Magazin der Gesellschaft der Musikfreunde in Wien April 2006

Das Geheimnis des Hörens

Claudio Abbado

Seine Uhren gehen anders. Claudio Abbado gehört seit vielen Jahrzehnten zu den bedeutenden, international renommierten und gefeierten Orchesterleitern der Gegenwart. Aber er dirigiert keineswegs, wie viele seiner Kollegen, oftmals bei den großen Orchestern, in den großen und kleineren Musikmetropolen und auf den wichtigen Festivals – Abbado macht sich schon seit Jahren äußerst rar, er geht betont sparsam um mit seinen Engagements und Reisen.
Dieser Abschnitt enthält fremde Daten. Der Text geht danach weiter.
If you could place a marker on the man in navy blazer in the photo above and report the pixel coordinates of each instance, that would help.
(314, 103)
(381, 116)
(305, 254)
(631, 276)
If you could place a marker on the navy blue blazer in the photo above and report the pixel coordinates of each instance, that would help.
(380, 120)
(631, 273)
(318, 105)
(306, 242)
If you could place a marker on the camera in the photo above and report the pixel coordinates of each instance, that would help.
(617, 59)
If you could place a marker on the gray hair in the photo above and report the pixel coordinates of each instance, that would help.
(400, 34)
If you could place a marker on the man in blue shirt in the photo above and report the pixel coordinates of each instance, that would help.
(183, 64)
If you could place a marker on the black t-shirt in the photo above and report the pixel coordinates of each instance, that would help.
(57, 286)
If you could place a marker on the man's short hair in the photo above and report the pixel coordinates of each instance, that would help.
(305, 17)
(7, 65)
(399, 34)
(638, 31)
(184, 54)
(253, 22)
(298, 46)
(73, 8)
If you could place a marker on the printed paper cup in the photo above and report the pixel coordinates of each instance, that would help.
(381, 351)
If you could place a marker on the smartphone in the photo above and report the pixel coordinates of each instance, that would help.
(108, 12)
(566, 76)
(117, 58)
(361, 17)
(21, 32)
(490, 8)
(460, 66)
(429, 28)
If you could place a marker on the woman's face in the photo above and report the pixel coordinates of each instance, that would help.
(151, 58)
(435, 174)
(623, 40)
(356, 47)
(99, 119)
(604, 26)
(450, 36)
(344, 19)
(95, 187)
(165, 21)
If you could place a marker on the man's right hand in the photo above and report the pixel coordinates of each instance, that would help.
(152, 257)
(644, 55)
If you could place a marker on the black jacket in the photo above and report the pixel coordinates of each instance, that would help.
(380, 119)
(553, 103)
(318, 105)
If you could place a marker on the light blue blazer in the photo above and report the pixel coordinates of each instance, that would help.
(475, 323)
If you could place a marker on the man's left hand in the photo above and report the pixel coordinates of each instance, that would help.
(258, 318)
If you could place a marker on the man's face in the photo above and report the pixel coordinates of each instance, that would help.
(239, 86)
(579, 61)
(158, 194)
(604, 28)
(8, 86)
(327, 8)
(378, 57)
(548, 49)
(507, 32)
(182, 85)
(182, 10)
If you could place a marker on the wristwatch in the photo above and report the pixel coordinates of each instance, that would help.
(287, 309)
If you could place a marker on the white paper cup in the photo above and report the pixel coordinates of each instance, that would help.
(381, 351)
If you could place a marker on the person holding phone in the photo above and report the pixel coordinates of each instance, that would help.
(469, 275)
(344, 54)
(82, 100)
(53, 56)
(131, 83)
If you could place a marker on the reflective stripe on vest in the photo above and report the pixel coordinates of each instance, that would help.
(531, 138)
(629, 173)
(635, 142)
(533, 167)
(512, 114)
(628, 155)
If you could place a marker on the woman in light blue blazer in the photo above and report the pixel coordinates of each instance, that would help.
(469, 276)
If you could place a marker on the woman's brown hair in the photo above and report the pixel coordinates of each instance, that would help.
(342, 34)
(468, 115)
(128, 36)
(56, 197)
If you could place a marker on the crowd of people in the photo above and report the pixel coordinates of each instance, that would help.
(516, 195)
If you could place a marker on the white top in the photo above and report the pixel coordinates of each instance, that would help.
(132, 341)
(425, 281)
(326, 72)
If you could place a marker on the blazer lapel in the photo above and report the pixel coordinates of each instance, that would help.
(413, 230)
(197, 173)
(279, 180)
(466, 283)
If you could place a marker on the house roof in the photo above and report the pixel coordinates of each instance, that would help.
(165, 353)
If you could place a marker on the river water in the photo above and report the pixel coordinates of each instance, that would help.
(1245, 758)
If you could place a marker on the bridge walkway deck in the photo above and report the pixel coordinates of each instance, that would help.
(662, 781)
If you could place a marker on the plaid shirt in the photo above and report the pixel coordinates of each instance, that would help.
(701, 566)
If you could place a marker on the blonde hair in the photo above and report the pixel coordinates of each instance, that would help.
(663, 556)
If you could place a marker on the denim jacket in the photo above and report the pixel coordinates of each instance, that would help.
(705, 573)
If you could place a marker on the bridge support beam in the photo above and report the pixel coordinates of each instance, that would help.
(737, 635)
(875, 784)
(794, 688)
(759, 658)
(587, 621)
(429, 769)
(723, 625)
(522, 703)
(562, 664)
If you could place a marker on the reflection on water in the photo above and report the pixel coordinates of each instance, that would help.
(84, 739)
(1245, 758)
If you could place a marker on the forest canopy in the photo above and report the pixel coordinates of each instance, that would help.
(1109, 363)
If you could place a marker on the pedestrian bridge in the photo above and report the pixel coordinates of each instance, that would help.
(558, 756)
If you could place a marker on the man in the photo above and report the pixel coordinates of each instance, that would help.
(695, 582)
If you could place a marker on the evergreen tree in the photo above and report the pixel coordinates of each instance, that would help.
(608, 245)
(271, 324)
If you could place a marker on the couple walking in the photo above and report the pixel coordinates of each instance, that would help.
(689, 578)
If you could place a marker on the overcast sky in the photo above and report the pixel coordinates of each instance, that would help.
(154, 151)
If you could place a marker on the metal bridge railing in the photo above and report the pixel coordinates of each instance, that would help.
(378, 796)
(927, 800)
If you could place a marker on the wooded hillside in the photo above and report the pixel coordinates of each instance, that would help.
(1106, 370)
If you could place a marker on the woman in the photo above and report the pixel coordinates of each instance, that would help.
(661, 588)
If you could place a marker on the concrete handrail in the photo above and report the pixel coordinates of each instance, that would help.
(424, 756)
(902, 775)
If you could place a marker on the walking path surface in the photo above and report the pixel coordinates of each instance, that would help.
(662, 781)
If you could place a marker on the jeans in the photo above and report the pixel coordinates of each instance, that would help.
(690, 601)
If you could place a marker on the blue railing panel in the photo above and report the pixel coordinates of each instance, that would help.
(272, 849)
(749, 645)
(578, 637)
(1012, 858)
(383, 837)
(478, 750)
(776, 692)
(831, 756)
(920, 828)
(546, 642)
Und auch seine Programme zeichnen sich aus durch sehr bewußt, ja skrupulös getroffene musikalische Entscheidungen.

Claudio Abbado interessiert sich nur noch für ganz bestimmte künstlerische Aufgaben – an sorgfältig ausgewählten Orten, mit ihm besonders nahe stehenden Musikern. Und noch in einem weiteren Punkt unterscheidet sich Abbado von den meisten Dirigenten der internationalen „Szene“: Er hat sein Können, seinen Ruf und seinen Einfluß, hat sein ganzes Musikertum einem Impuls für die Zukunft der Musik dienstbar gemacht: Abbado wurde zu einem der wichtigsten Orchestergründer unserer Zeit.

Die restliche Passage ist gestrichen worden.